There was, for a while, some debate in academic circles about whether there was such a thing as cannibalism.

issue 05 September 2009

There was, for a while, some debate in academic circles about whether there was such a thing as cannibalism. According to a handful of anthropologists, it was a Western invention — probably unwitting — to discredit ignorant savages. It now seems clear that this view was, to coin a phrase, political correctness gone mad. There are attested examples of people eating other people, and not only after plane crashes.

But there’s no doubt that television eats itself. It nibbles at its past and chews away at its triumphs. In particular it likes to consume lovingly made programmes if only in the hope that this will enable the networks to create more lovingly made programmes, rather as some cannibals are thought to believe that eating an enemy’s heart will make them braver. On Sunday this week BBC 2 showed the whole of the first series of The Office, and stripped it down to see how and why it worked. (The fact that it provided more than three-and-a-half hours of prime-time viewing for next to nothing was, presumably, a bonus.)

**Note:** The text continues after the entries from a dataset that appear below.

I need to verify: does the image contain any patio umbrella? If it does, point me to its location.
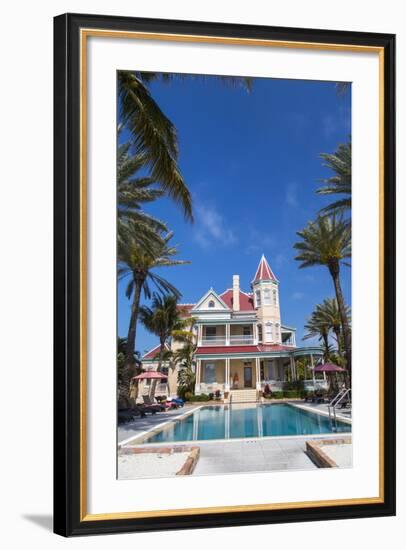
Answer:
[132,370,168,380]
[313,363,346,372]
[313,363,347,394]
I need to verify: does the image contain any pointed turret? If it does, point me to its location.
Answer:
[251,254,278,284]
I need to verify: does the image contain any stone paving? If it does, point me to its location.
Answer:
[193,438,317,475]
[117,405,196,443]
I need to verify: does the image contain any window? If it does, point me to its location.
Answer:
[255,290,261,307]
[265,323,272,342]
[206,327,217,336]
[204,363,216,384]
[257,325,262,343]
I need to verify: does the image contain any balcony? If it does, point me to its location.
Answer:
[230,334,254,346]
[202,336,227,346]
[201,334,254,346]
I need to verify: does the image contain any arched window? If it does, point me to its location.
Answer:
[257,325,262,344]
[255,290,261,307]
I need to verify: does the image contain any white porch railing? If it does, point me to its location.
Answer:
[261,379,328,391]
[230,334,254,346]
[141,383,169,395]
[200,382,224,394]
[201,334,254,346]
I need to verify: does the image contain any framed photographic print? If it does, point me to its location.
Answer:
[54,14,395,536]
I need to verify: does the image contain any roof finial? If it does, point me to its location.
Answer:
[251,254,277,283]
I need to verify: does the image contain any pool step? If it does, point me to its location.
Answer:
[230,389,257,403]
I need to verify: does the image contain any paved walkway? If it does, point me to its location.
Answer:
[291,401,351,420]
[193,437,317,475]
[117,405,198,443]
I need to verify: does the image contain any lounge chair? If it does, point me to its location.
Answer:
[142,395,166,412]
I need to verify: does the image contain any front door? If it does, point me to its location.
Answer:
[244,367,252,388]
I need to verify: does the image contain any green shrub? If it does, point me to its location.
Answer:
[270,391,283,399]
[283,380,304,391]
[283,390,301,399]
[185,392,211,402]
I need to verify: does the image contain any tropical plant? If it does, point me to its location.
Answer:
[178,364,196,397]
[294,214,351,380]
[118,71,193,220]
[317,141,351,214]
[117,337,141,387]
[117,143,167,249]
[139,292,189,397]
[118,232,189,397]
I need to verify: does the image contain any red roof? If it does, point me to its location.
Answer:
[196,344,292,355]
[252,254,277,283]
[220,288,255,311]
[177,304,196,316]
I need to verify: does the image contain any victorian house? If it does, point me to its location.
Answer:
[142,256,322,401]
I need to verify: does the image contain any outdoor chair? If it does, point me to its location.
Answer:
[142,395,166,412]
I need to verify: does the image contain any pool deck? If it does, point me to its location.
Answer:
[117,404,199,445]
[118,401,352,477]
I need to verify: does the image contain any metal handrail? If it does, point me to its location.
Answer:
[328,388,351,420]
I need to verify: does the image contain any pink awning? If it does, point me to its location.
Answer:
[313,363,345,372]
[133,370,168,380]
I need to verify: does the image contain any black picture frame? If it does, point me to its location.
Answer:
[54,14,395,536]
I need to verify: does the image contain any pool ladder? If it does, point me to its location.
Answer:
[327,388,351,420]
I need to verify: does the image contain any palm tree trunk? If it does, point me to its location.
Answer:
[149,339,165,399]
[329,261,351,380]
[119,279,143,401]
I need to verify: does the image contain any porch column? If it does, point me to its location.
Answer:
[252,323,258,346]
[310,353,316,386]
[255,357,261,390]
[195,359,202,395]
[224,357,230,391]
[290,355,296,380]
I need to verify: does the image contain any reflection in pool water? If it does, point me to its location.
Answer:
[144,403,351,443]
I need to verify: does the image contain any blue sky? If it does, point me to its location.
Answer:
[118,77,351,353]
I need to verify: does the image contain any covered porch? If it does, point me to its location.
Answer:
[195,348,321,395]
[195,357,291,395]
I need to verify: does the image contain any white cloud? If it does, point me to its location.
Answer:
[194,202,237,248]
[285,183,299,208]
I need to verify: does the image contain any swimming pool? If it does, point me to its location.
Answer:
[143,403,351,443]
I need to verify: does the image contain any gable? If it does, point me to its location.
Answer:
[193,289,230,311]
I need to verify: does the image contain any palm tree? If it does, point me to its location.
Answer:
[294,214,351,380]
[117,71,252,220]
[118,71,193,220]
[139,292,189,397]
[303,311,330,359]
[118,232,189,404]
[117,143,167,253]
[315,298,351,356]
[317,141,351,214]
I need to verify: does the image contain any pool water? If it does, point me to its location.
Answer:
[144,403,351,443]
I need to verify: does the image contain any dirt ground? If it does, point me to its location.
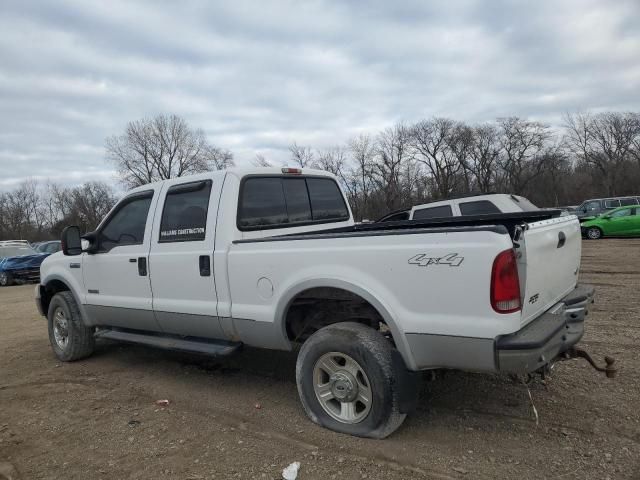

It made an impressive evening. Ricky Gervais and Stephen Merchant spent three years getting the formula right before filming even began, an attention to detail which meant that many people watching the first episode assumed it was a genuine documentary. The three most important things in any sitcom are character, character and character, so they fashioned each of theirs with a delicacy a Renaissance sculptor would envy. Gareth, for example, the nerdy butt of Tim’s jokes, was originally meant to be more macho, but then he would have been less easily a victim. Dawn is nice-looking but can’t be gorgeous because that would make Tim’s yearning impossible.